O regime Corpus Separatum de Jerusalém
Diferente da noite anterior, hoje não nos deixaram chegar nem perto para observar as orações no Al-Buraq (muro das lamentações para os israelenses). Logo acima do muro está a Esplanada das Mesquitas e mesquita Al-Aqsa, local que os colonos sionistas insistem em chamar de “Monte do Templo”. A Esplanada das Mesquitas é um dos pontos de nosso maior interesse na cidade, mas os soldados israelenses que guardam suas entradas não nos permitiram entrar. Tentamos pelos portões de acesso dos fiéis muçulmanos duas vezes, mas os soldados israelenses – não eram poucos – voltaram a nos impedir. Na tentativa derradeira, o soldado afirmou que não poderíamos entrar porque não éramos muçulmanos; eu lhe perguntei como poderia saber, mas saímos para evitar um tumulto e tentar novamente na manhã seguinte.
“O que é odioso para você, não faça para seu próximo” (Judaísmo)
“Faça aos outros o que gostaria que fizessem a você.” (Cristianismo)
“Nenhum de vocês é crente até que deseje para seu irmão o que deseja para si mesmo.” (Islamismo)
É bizarro que nos territórios controlados pelo Estado de Israel eu tenha que mentir sobre uma religião que nem tenho para poder entrar em algum templo religioso que também não pertence a religião do soldado que o controla. Ainda mais bizarro é um ateu olhar para um soldado que veio de algum lugar do mundo para morar na “Terra Prometida”, e saber que apesar de ele estar usando o quipá, ele acredita muito mais na segurança de seu fuzil que na provida por Deus. A hipocrisia dos fanáticos religiosos, seja lá qual for a religião, me incomoda profundamente.
Vou explicar uma coisa; o conceito de que “Deus” prometeu uma terra para o “povo de Israel”, não se sobrepõe aos direitos humanos, muito menos se o “povo escolhido” quer tomar terras à força, prendendo, torturando e matando qualquer um que se atreva a se opor às suas vontades nefastas. Ainda mais se o argumento usado para isso é puramente raso e não possui nenhum fundamento religioso. Termos empregados puramente como propaganda sionista que caminham na contramão do judaísmo. E nem sou eu que estou falando.

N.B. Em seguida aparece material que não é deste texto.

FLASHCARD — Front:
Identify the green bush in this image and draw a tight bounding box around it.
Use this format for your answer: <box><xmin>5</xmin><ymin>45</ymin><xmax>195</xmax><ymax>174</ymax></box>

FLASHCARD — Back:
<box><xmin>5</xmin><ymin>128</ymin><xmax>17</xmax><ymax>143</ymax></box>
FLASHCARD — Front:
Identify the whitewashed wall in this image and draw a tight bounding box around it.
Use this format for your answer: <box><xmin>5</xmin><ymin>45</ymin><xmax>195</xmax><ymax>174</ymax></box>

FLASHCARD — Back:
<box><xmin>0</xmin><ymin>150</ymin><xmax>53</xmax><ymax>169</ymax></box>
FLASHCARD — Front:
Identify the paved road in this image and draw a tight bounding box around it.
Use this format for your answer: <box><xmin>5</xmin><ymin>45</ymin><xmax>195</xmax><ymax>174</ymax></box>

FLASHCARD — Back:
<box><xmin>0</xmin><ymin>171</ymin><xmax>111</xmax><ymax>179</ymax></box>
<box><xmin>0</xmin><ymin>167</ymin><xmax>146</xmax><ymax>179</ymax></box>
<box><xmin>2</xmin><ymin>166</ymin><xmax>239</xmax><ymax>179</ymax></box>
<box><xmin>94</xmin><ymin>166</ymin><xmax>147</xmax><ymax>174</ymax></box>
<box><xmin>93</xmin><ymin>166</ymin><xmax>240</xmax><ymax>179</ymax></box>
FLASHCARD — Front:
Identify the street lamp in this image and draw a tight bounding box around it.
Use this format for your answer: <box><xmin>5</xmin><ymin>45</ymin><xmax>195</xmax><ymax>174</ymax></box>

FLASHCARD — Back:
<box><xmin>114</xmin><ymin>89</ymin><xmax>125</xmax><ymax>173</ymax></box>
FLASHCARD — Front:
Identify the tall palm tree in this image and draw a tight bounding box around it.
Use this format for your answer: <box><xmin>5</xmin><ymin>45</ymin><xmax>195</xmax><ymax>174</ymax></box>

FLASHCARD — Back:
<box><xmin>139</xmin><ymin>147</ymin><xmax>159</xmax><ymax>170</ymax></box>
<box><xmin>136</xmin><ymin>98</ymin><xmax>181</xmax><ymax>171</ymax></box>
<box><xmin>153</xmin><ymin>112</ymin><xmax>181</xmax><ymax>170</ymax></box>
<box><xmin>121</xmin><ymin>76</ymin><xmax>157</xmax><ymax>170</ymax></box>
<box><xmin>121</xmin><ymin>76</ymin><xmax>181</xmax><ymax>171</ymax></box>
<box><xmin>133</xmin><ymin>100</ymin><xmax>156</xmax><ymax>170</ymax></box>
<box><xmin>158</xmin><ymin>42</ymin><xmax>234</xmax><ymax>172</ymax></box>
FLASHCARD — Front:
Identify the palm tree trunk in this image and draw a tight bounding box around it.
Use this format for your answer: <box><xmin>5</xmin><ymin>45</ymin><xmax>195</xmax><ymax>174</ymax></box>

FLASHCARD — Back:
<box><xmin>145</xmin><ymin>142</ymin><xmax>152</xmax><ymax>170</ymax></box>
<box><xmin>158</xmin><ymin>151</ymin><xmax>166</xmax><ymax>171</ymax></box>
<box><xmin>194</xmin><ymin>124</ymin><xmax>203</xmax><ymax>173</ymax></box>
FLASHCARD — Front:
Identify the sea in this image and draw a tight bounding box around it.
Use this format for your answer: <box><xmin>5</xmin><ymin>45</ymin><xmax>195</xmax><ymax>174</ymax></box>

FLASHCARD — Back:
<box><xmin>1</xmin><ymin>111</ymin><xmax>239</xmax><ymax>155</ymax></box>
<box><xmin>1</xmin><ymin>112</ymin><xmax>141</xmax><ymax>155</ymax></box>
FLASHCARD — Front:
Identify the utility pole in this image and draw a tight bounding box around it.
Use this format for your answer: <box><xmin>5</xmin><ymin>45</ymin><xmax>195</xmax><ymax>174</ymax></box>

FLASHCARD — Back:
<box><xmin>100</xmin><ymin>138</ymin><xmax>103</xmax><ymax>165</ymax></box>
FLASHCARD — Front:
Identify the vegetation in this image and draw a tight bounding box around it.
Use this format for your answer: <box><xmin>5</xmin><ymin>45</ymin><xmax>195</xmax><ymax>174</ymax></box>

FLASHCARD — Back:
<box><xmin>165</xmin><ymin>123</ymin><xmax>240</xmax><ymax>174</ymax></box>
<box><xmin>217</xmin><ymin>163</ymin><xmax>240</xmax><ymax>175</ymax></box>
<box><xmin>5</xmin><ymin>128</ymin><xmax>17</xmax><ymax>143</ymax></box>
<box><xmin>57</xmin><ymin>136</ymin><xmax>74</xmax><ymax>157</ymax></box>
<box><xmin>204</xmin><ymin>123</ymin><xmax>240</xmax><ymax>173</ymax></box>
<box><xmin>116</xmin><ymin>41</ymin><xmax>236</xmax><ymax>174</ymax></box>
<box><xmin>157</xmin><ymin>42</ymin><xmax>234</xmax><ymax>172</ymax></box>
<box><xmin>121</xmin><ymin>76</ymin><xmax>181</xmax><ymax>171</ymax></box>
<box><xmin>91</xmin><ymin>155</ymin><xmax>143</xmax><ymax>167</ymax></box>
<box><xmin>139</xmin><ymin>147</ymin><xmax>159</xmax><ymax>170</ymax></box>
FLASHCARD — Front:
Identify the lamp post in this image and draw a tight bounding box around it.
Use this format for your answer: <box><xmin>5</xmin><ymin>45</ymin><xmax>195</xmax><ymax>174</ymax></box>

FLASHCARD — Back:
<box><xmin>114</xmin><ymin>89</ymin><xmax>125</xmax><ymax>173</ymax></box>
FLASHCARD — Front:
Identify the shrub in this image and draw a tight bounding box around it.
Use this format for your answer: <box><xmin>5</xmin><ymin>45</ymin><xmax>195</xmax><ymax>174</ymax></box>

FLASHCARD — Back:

Atualmente existem muitas organizações judaicas de oposição ao sionismo em diversas partes do mundo. A Rede Judaica Antissionista Internacional (IJAN) afirma que o sionismo é um movimento racista e o Estado de Israel um regime de Apartheid. Grupos como a IJAN afirmam que não existem argumentos no judaísmo para o “retorno”, pelo contrário, as leis judaicas contidas no Talmude e outros livros sagrados afirmam que os judeus são proibidos de retornar para Terra Santa até a vinda do Messias.
Um dos grupos judaicos antissionistas de maior destaque é o Neturei Karta (‘Guardiões da cidade’ em aramaico). Formado por judeus húngaros e lituanos que se estabeleceram na Palestina no início do século XIX (antes das primeiras imigrações sionistas), seus fundadores ajudaram a comunidade palestina de Jerusalém na fundação de novos bairros para aliviar a superlotação da Cidade Velha[1]. Quando os primeiros sionistas imigraram, quase um século após o estabelecimento do Neturei Karta, estes se opuseram afirmando que a redenção judaica só poderia ser realizada de maneira divina e não pelas mãos humanas do sionismo. Atualmente com associados em Israel, EUA, Inglaterra e outros países o grupo de judeus ortodoxos se opõe ao sionismo pedindo pelo “desmantelamento pacífico” do Estado de Israel e expressa apoio à libertação da Palestina. O grupo também afirma que o sionismo (não o judaísmo) foi uma das causas que provocou o holocausto nazista.
Na opinião dos rabinos do Neturei Karta, “o sionismo é uma presunçosa afronta a Deus” e que “as tentativas humanas de estabelecer a soberania judaica sobre a Terra de Israel são pecaminosas”, a qual se opõe ao conceito dos Três Juramentos contidos no Talmude babilônico. A Lei dos Três Juramentos foi um pacto entre Deus, o povo judeu e as nações do mundo, estabelecida quando os judeus foram enviados para o exílio.
Para os Judeus: não reclamar à força a Terra de Israel e não se rebelar contra as outras nações. E para as outras nações: não subjugar excessivamente os judeus. Ao se rebelar contra esse pacto, os rabinos ortodoxos do Neturei Karta afirmam que os sionistas estão se rebelando contra Deus. Organizações como o Neturei Karta, o Edah HaChareidis[2] e outros, em Israel e no exterior, geralmente pertencem à segmentação filosófica Haredi[3], na qual rejeita a participação na política.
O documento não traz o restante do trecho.